6. 2007 will be known as the year of the Tablet in education. The competition to leverage this market will grow to a feverish pitch by mid year among Tablet manufacturers.
7. With all the adoption of Tablets in education and the new Tablet-like devices in the market, the retail channel will finally “get it” when it comes to Tablets. But it’ll be too late for 2007. Expect 2008 to see more Tablets on store shelves, whether it be Best Buy or the local computer store.
8. Consumers will push the market to improve and expand media experiences on UMPCs and Tablets and for that matter all notebooks. The transition will be slow (in large part due to existing business models), but as it does there will be no turning back. The transition will go mainstream sometime during 2008.
9. UMPC sales will flourish in unexpected markets. The result: UMPC marketing will transition from a consumer-focused device to one geared around verticals. As a result, this will open up marketing opportunities for new, consumer-oriented, UMPC-like devices that aren’t UMPCs per se.
10. 2007 will be the year of “more”. Expect more Tablets. More manufacturers. More power. More capabilities. More choices.

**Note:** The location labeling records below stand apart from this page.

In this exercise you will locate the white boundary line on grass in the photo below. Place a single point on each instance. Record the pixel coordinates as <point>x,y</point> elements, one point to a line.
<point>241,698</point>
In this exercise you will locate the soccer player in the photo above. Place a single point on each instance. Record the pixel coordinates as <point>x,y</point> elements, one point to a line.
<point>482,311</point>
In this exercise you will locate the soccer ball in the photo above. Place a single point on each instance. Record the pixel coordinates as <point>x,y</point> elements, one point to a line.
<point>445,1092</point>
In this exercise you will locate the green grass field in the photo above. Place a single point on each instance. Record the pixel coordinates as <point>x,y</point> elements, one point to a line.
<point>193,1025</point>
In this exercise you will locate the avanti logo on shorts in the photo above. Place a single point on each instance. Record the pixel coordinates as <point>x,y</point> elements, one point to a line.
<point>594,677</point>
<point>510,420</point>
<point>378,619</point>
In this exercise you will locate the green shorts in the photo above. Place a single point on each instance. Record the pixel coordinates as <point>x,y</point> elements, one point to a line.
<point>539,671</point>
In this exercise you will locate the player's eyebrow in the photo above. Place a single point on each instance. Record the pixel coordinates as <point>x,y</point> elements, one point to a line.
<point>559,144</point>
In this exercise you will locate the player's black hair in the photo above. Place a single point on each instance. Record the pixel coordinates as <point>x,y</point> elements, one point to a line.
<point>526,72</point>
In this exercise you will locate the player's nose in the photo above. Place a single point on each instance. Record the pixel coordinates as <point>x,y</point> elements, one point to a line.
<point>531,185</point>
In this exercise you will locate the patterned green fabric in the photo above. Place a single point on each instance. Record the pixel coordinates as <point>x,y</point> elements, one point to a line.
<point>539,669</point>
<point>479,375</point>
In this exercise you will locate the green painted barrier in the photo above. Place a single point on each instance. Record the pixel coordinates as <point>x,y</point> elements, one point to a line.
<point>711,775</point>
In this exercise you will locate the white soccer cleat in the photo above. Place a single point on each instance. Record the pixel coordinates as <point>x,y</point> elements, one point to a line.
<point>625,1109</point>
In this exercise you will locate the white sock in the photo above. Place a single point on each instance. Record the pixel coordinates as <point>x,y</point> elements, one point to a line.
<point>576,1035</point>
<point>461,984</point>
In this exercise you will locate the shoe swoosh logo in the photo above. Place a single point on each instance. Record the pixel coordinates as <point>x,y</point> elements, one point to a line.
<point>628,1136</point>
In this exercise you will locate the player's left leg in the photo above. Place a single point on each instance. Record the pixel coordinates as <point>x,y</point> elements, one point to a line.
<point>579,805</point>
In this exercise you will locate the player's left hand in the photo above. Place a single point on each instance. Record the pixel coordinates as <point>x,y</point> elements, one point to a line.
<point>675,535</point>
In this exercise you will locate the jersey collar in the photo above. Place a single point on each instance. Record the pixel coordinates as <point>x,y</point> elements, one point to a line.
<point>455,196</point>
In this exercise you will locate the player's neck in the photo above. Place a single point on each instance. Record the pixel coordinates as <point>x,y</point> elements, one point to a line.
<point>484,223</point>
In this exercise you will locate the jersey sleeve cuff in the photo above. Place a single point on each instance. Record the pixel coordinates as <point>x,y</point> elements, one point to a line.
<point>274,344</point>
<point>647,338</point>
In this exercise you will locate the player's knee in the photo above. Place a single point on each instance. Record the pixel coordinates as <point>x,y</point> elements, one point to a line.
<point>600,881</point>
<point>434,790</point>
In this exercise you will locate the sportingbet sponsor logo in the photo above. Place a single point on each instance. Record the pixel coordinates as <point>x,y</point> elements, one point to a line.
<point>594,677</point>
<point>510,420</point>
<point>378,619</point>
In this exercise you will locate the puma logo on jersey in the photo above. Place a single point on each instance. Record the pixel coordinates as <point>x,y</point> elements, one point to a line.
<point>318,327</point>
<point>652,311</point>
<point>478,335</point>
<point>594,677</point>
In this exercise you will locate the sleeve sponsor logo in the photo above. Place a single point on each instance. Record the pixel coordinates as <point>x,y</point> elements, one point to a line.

The consumer will benefit hopefully with lower prices.
11. Related to Prediction #6 and #10: Apple will offer a display with a built-in digitizer. Why? Partly to try to salvage their education sales which will continue to slide as more and more schools go Tablet. Another reason is that the technology is prime time. Good engineers and designers can’t resist forever.
12. The Tablet market will consolidate. Expect at least one Tablet ISV or OEM to earn newscylces as they are acquired–inspiring some analysts and investors to take a fresh look at the Tablet market. On the other end of the spectrum, I expect to see some Tablet PC models and Tablet apps fade away–very likely well known ones.
13. Wireless broadband will continue its expansion among bloggers and other online influentials, but won’t make it into the mainstream until 2008. The carriers in the US will struggle with capturing this growth versus maintaining their current fee structures. The result: Wireless broadband will gets lots of talk but will still not break into the mainstream.
14. Ink and the web will get its due attention, but don’t expect a noticeable number of ink-enabled web apps until after 2007.
OK. That’s my list. How about yours?